Un prof, ça coûte cher. Je veux dire un vrai, formé, sélectionné par concours, payé comme fonctionnaire. Un prof coûte d’autant plus cher qu’il n’est point seul : c’est qu’il en faut du monde pour encadrer la jeunesse, lui apprendre à lire écrire compter et beaucoup plus encore. L’Etat est fauché. Il cherche à faire des économies. C’est sain, comme gestion. Sauf que du coup, ce sont les fonctionnaires (et donc par ricochet les usagers) qui en font les frais. Parlons de ce que je connais : le prof.
Avant d’être prof, l’individu est étudiant. A ce jour, il peut se lancer dans la préparation du CAPES (concours de recrutement des professeurs du second degré) après l’obtention de sa licence, c’est-à-dire à bac + 3. La préparation du concours dure un an (aux frais de l’étudiant). L’obtention du concours est de plus en plus aléatoire car le nombre de place est en chute libre, ce qui fait du CAPES une véritable épreuve olympique. Une fois le concours en poche, notre individu n’est plus étudiant mais professeur stagiaire : son statut de fonctionnaire est temporaire. Il est payé pour un temps plein et doit effectuer un service de 6 heures maximum face à une ou deux classes qui lui sont affectées pour l’année scolaire, auxquelles s’ajoutent des journées de formation à l’IUFM et des rencontre avec un professeur-tuteur. A l’issue de cette année de stage, notre stagiaire devient fonctionnaire titulaire, sauf avis contraire de l’inspection. Le professeur aujourd’hui est donc évalué sur ses connaissances (les épreuves du CAPES) et sur sa pratique (le stage).

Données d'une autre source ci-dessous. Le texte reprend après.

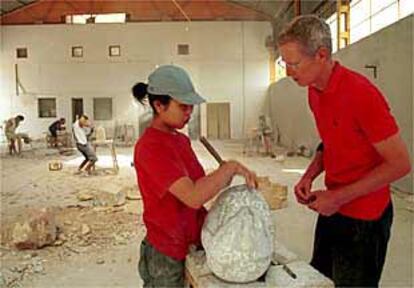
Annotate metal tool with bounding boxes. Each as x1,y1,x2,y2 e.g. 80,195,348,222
200,136,224,165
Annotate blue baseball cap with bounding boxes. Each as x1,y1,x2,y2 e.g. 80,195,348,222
147,65,206,105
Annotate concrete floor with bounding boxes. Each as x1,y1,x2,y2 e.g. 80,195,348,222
0,141,414,287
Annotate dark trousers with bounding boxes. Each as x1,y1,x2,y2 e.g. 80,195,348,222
138,239,184,287
311,203,393,287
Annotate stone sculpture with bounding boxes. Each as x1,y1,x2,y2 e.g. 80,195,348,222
201,185,274,283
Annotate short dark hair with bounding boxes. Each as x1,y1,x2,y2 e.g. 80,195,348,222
132,83,172,114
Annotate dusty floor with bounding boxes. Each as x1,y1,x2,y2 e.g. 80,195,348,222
0,142,414,287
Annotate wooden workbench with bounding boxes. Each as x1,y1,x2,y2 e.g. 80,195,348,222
185,240,335,288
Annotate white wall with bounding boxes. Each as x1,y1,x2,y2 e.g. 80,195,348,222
269,15,414,192
0,22,271,138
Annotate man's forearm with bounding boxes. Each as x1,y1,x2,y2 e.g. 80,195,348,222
302,143,325,181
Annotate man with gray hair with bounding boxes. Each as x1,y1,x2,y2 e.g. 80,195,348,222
278,15,411,287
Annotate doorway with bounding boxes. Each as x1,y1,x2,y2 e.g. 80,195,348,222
72,98,83,123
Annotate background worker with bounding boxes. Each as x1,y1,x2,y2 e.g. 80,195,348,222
72,115,98,175
278,15,411,287
49,118,66,147
132,65,256,287
4,115,24,155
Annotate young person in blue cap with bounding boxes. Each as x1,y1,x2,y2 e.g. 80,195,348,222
132,65,256,287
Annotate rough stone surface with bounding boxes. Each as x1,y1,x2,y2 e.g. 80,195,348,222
202,185,273,283
93,191,126,207
266,261,335,288
12,210,57,250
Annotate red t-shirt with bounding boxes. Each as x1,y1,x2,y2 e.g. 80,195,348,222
308,63,398,220
134,128,207,260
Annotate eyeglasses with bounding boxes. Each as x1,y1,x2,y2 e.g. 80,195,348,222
277,59,302,70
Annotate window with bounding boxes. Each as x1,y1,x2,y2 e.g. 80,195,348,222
93,98,112,120
371,3,398,33
326,13,338,53
38,98,56,118
109,45,121,57
350,0,414,43
177,44,190,55
16,48,28,58
65,13,127,24
72,46,83,58
399,0,414,19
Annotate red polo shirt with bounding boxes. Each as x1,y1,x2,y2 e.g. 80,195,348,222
134,128,206,260
308,63,398,220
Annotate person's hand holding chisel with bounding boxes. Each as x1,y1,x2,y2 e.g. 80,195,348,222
200,136,257,188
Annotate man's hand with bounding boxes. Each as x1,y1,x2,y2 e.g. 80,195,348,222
308,190,341,216
294,177,312,204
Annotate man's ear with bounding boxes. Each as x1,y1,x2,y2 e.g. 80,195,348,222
154,100,164,114
316,46,331,60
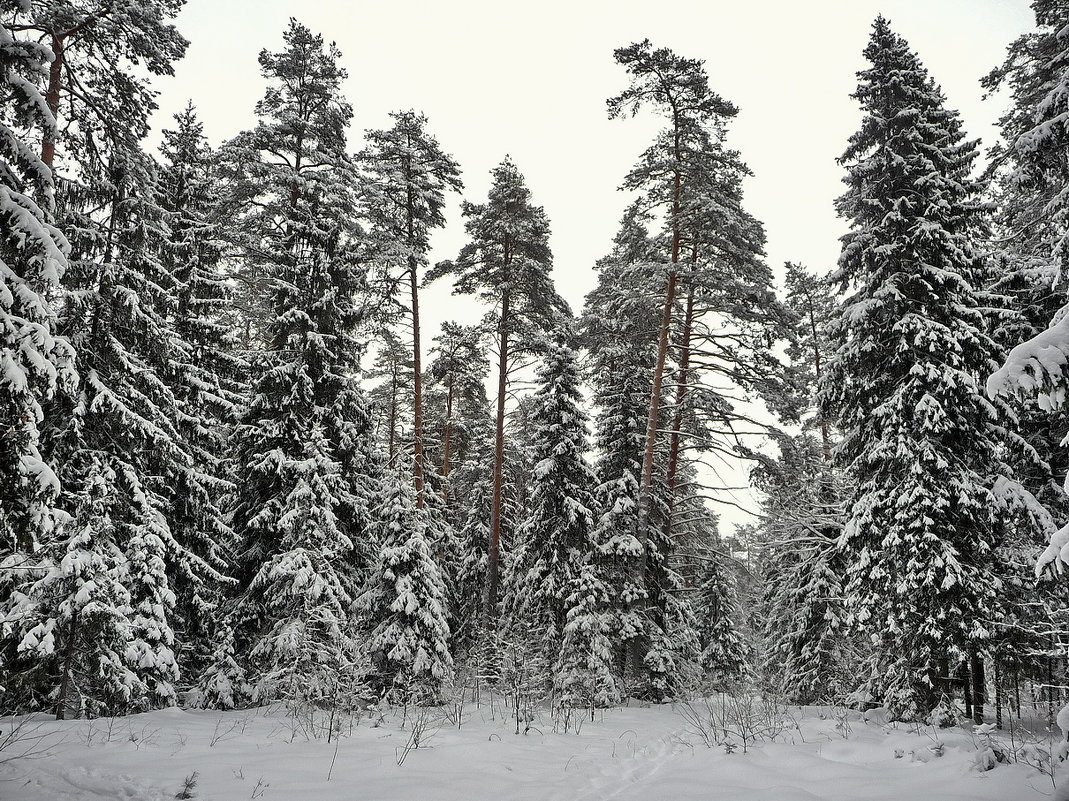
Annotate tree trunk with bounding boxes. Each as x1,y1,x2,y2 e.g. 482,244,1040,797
806,292,832,464
664,259,698,540
389,364,398,467
484,284,509,631
993,658,1003,729
958,662,973,718
41,33,66,169
441,375,453,504
628,168,682,673
969,651,987,725
408,256,423,509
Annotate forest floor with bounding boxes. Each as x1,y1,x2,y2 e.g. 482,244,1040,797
0,692,1056,801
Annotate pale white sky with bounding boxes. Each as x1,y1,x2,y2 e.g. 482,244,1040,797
148,0,1033,528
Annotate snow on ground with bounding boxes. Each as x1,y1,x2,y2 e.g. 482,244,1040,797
0,706,1056,801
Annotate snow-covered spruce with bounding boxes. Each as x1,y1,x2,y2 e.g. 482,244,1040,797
506,341,595,661
823,17,1005,720
357,474,453,704
205,20,375,703
0,18,74,556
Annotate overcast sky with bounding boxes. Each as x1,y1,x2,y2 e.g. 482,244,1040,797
148,0,1033,528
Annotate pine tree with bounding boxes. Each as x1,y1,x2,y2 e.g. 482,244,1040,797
608,41,781,692
752,431,857,704
2,2,203,715
428,321,494,506
359,476,453,704
212,20,374,699
0,17,75,567
583,202,662,672
428,158,567,622
361,111,463,507
823,17,1002,720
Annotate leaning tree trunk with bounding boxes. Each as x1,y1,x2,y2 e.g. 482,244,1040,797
405,182,423,509
483,260,510,630
441,375,453,505
664,250,698,541
626,166,682,673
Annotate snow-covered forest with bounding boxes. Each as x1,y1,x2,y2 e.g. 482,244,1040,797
6,0,1069,799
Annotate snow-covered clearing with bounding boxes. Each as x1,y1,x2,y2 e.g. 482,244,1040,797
0,706,1053,801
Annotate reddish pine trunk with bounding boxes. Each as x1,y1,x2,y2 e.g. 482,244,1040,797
389,364,398,467
485,284,509,628
638,172,682,541
665,271,697,539
441,375,453,504
969,651,987,725
41,33,66,169
408,257,423,509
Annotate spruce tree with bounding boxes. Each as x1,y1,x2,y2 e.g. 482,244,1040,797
3,2,198,715
159,103,246,672
509,333,597,660
823,17,1002,720
358,474,453,704
0,17,74,566
212,20,374,700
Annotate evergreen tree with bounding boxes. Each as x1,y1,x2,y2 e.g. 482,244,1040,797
824,17,1002,720
428,321,493,506
509,335,595,659
359,476,453,704
5,1,198,715
361,111,463,507
10,461,141,719
159,104,246,672
583,203,661,672
428,158,567,621
608,41,783,688
553,559,620,720
212,20,374,700
0,17,75,567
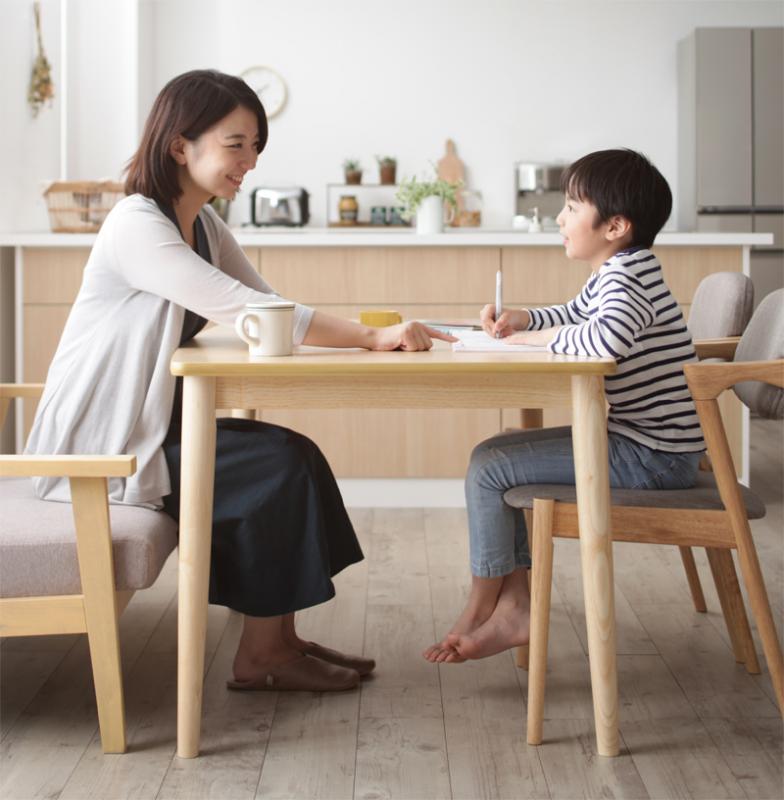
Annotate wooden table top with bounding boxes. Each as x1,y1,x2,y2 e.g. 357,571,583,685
171,327,616,377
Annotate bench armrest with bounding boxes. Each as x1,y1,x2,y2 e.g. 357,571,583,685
0,455,136,478
683,359,784,400
694,336,740,361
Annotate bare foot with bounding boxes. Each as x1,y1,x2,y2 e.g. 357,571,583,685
422,599,495,664
446,602,530,659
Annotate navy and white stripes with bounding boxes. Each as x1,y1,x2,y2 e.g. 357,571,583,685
528,249,705,453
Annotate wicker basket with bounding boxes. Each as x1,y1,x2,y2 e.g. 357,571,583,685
44,181,125,233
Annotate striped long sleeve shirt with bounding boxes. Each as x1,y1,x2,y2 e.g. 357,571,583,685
528,249,705,453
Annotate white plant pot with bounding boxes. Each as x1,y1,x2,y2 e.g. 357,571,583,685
417,195,444,233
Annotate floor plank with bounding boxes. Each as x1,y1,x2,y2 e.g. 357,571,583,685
0,420,784,800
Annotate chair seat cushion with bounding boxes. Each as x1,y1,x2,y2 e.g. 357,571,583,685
504,471,765,519
0,478,177,597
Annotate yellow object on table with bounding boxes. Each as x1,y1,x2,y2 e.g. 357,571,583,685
359,310,403,328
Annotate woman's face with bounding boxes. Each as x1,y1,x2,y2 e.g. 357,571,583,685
173,106,259,202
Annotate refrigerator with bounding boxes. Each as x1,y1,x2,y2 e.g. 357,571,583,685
678,27,784,303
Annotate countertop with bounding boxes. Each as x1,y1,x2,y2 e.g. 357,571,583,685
0,227,773,247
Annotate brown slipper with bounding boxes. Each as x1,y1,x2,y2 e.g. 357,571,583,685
302,642,376,678
226,655,359,692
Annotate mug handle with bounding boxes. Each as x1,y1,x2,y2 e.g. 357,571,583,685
234,311,261,347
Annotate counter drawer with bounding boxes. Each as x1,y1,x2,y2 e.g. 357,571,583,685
22,247,90,303
259,247,500,308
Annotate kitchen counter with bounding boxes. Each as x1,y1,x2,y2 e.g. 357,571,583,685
0,227,752,480
0,227,773,247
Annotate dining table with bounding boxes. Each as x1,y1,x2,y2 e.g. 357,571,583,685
171,327,619,758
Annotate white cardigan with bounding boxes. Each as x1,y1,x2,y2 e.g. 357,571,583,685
25,194,313,507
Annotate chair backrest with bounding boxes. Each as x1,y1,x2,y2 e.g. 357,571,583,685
689,272,754,339
734,289,784,419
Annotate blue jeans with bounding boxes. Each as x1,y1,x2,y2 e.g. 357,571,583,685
465,427,701,578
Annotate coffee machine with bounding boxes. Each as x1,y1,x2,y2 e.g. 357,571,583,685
515,161,566,230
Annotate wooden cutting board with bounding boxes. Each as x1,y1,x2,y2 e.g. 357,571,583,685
436,139,465,183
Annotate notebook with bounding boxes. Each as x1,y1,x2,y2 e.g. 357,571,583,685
450,331,547,353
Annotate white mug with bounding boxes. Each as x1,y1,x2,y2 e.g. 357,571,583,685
234,302,294,356
417,195,455,233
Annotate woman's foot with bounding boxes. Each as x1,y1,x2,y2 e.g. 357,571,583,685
226,654,359,692
282,614,376,678
232,642,303,683
302,642,376,678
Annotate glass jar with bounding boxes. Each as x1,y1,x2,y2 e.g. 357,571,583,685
452,189,482,228
338,194,359,225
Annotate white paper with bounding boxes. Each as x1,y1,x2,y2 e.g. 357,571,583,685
452,331,547,353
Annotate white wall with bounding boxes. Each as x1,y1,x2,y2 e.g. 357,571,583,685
0,0,784,229
0,0,60,231
0,0,138,231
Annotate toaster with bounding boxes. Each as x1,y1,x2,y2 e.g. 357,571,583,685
250,186,310,226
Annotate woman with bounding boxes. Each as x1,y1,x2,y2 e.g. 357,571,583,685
27,70,451,691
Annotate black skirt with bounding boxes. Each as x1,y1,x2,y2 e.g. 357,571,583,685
161,206,363,617
163,418,363,617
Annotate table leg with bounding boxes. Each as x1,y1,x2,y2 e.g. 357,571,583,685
572,375,618,756
177,376,216,758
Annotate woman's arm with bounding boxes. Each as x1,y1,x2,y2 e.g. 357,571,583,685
303,311,457,350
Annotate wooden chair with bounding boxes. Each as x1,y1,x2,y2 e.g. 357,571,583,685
0,384,177,753
504,290,784,744
517,272,754,669
678,272,754,614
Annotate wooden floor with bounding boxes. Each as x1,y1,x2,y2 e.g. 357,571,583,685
0,422,784,800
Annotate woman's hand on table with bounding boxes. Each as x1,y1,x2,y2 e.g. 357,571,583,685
370,322,457,351
479,303,529,336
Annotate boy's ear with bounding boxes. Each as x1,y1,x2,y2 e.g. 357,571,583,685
169,136,186,167
604,214,632,242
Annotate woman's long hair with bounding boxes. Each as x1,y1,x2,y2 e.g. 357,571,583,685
125,69,268,205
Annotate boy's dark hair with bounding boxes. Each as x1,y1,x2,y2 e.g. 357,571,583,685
561,149,672,247
125,69,267,205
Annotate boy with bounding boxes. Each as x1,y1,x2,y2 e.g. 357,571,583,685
424,150,705,662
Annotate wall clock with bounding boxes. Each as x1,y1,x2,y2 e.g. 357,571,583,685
240,66,288,119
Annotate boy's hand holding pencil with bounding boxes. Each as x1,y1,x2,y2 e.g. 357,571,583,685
479,303,528,339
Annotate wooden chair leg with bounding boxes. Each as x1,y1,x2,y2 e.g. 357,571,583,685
514,508,533,670
527,500,555,744
678,547,708,614
695,400,784,714
706,547,760,675
71,478,125,753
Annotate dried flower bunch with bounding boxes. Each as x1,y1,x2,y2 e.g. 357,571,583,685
27,3,54,117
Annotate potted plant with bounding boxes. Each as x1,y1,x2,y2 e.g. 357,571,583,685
343,158,362,184
376,156,397,186
396,178,462,233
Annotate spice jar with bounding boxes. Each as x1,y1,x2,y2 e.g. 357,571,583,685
452,189,482,228
338,194,359,225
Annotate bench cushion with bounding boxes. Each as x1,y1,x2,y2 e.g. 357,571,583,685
504,472,765,519
0,478,177,597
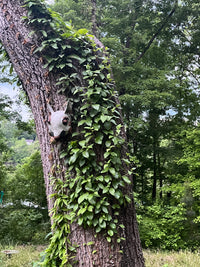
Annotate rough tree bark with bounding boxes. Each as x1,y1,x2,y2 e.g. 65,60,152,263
0,0,144,267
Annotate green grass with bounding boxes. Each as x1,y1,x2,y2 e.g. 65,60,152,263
144,250,200,267
0,245,200,267
0,245,45,267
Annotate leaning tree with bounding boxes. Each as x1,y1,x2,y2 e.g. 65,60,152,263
0,0,144,267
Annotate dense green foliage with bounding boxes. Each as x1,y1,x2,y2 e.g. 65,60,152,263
0,0,200,255
50,0,200,249
23,0,132,266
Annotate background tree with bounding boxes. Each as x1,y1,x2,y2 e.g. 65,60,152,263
0,0,144,266
49,0,199,249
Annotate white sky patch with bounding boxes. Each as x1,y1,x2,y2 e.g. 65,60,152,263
0,83,31,121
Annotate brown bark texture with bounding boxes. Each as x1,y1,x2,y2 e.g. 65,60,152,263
0,0,144,267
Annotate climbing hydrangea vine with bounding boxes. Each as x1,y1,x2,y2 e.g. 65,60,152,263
23,0,133,266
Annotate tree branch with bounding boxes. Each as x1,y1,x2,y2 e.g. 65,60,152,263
134,2,177,63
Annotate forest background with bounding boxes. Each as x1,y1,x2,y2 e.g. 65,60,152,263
0,0,200,250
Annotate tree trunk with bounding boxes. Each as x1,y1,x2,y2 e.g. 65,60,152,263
0,0,144,267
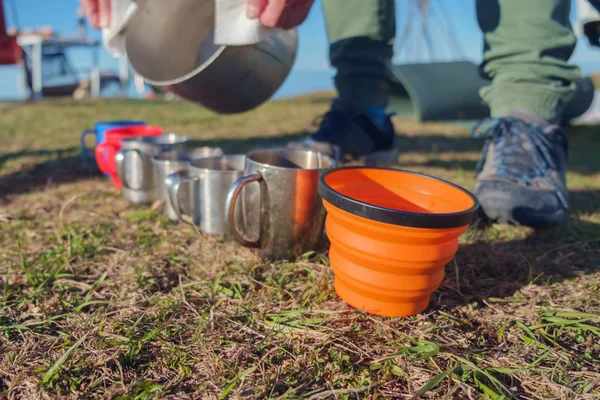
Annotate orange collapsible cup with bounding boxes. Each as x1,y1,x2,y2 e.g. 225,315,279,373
319,167,479,317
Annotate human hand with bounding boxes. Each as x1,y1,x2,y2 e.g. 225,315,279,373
80,0,111,29
246,0,314,29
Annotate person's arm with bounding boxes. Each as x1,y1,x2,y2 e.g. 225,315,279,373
80,0,314,29
246,0,314,29
80,0,111,29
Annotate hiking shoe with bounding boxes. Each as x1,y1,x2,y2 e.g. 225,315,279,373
288,99,398,164
473,117,569,228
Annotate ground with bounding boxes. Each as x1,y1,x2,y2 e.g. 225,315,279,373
0,94,600,399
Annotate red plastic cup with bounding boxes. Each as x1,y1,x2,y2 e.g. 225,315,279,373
95,125,163,189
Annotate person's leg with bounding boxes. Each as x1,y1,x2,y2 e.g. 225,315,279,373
323,0,396,108
291,0,398,162
476,0,581,123
475,0,580,227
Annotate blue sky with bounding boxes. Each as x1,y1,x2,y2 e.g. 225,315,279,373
0,0,600,99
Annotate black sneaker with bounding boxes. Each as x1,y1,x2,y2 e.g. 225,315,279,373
473,117,569,228
289,99,399,164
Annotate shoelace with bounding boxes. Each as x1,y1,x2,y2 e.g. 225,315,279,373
472,117,568,208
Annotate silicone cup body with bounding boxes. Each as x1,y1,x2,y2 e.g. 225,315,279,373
319,167,479,317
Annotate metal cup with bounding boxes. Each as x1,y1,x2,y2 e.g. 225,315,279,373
152,147,223,221
226,149,334,259
166,154,246,235
115,133,189,203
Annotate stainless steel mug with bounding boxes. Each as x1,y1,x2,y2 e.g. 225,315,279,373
167,154,246,235
152,146,223,221
115,133,189,203
226,149,334,259
124,0,298,113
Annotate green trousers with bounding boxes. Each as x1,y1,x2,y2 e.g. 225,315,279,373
323,0,581,122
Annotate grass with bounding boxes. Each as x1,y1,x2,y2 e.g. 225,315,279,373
0,95,600,399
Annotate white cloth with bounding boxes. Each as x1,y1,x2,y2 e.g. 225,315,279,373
102,0,137,57
215,0,278,46
102,0,279,57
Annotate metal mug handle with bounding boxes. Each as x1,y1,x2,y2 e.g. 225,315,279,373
117,149,146,190
225,173,262,249
165,173,200,224
79,129,96,161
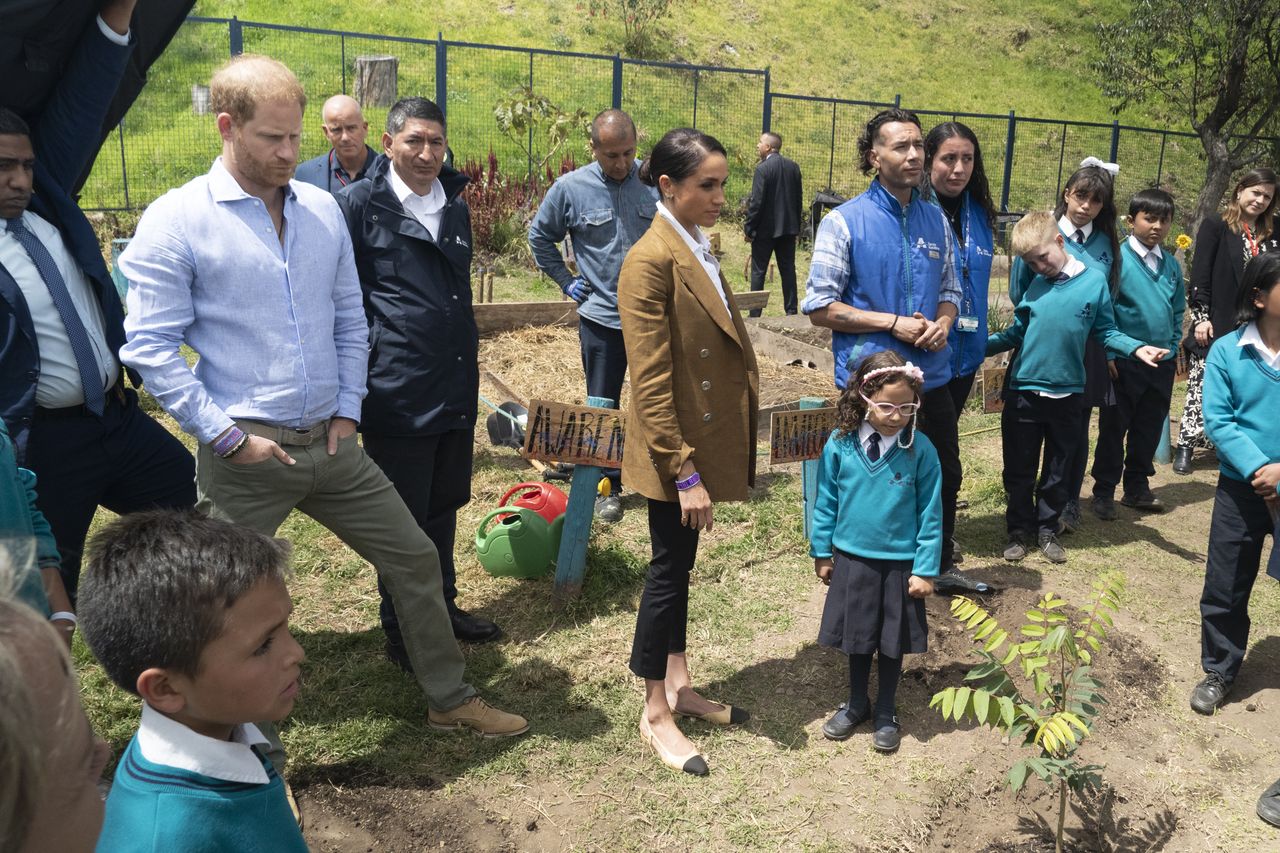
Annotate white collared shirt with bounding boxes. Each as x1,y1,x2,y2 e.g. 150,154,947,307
1057,214,1093,243
0,210,120,409
1235,320,1280,370
1129,234,1165,273
858,418,902,457
387,163,449,240
658,201,732,314
137,702,270,785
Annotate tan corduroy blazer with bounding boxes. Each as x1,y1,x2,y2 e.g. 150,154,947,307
618,215,759,501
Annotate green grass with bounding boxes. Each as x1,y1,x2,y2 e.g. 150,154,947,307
84,0,1202,216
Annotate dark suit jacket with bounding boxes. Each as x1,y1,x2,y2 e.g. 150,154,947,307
618,215,760,501
335,156,480,437
742,154,804,240
0,20,133,464
293,145,378,193
1183,214,1280,359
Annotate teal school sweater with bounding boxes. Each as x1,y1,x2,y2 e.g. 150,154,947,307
987,263,1143,393
1115,241,1187,361
1009,227,1114,306
97,738,307,853
1204,327,1280,483
809,430,942,578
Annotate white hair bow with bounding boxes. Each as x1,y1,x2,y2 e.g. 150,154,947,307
1080,158,1120,178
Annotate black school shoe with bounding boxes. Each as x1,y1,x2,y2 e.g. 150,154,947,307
1120,489,1165,512
1192,672,1231,716
872,715,902,753
822,698,872,740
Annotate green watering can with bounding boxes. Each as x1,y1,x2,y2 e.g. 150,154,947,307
476,506,564,578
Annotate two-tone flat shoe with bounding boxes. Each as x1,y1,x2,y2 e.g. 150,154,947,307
672,702,751,726
640,716,710,776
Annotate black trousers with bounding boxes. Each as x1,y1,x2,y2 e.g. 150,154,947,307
1000,391,1088,534
1093,359,1175,497
920,386,964,563
364,429,474,642
750,234,796,316
1201,474,1275,681
631,500,698,680
24,388,196,601
577,316,627,494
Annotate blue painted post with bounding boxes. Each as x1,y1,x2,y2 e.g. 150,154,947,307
1000,110,1018,213
760,68,773,133
435,31,449,118
613,54,622,110
800,397,827,539
554,397,613,601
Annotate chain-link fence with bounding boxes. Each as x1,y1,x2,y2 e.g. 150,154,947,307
81,18,1280,225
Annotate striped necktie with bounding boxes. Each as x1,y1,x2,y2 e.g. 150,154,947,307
6,216,106,415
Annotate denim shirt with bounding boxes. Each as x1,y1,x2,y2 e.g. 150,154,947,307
529,160,658,329
120,158,369,443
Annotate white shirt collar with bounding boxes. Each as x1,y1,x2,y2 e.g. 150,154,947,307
387,163,448,214
858,418,902,445
1129,234,1165,265
1235,321,1280,370
137,702,270,785
658,201,712,260
1057,214,1093,240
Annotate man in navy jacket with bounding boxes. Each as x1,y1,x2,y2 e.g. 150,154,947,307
0,0,196,597
337,97,502,648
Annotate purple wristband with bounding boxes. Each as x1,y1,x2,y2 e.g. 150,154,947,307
211,427,244,456
676,471,703,492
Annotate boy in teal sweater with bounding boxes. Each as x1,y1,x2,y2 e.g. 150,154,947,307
79,511,307,853
987,211,1169,562
1092,190,1187,521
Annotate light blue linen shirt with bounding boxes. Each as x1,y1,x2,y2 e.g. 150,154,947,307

La réforme en cours prévoit le passage du CAPES à l’issue d’une formation de cinq ans, sanctionnée par un master professionnel. Cinq ans donc entièrement à la charge de l’étudiant, au lieu de quatre dans le système précédent, sachant que la préparation d’un concours aussi difficile nécessite de s’y consacrer totalement : notre étudiant a donc tout intérêt à passer son master puis à enchaîner sur la préparation du concours. Un an de plus, toujours aux frais de l’étudiant. On passe donc de quatre à six années d’études à la charge de l’étudiant : si sa famille n’a pas les reins solides, il est contraint de changer de voie (on ne peut pas, vue la difficulté du concours, cumuler sa préparation avec un emploi suffisamment rémunérateur). Une fois le concours en poche, notre jeune lauréat devient fonctionnaire et doit un service équivalent à un temps plein. A lui de trouver du temps pour se former. L’Etat économise l’année de stage, tout en ayant gardé au chaud des étudiants qui ne grossissent pas les rangs des chômeurs.
Ça va jusque là ? Vous suivez ? Parce-que ce n’est pas tout. La majorité des titulaires du master échoueront au concours (le nombre de place est calculé au plus juste). Ils auront bien un niveau d’étude leur permettant d’enseigner, mais pas le fameux sésame leur permettant de jouir du statut de fonctionnaires. Payés moins cher, corvéables et licenciables à l’envi, ces contractuels formeront un extraordinaire vivier de remplaçants (y compris pour des postes à l’année, voire plus). Des gens plus fragiles, plus isolés, mais qui auront un niveau d’étude suffisant pour se mesurer aux certifiés : quand ces derniers auront l’idée bizarre de vouloir entamer, par le biais de leurs syndicats, des negociations salariales ou concernant les conditions de travail, ils passeront pour des nantis face à ces contractuels qui, je le répète, auront le même niveau d’étude (ce qui n’est pas nécessairement le cas aujourd’hui). Non seulement, l’économie est substantielle, mais en prime l’Etat s’offre un “Diviser pour mieux régner” magistral.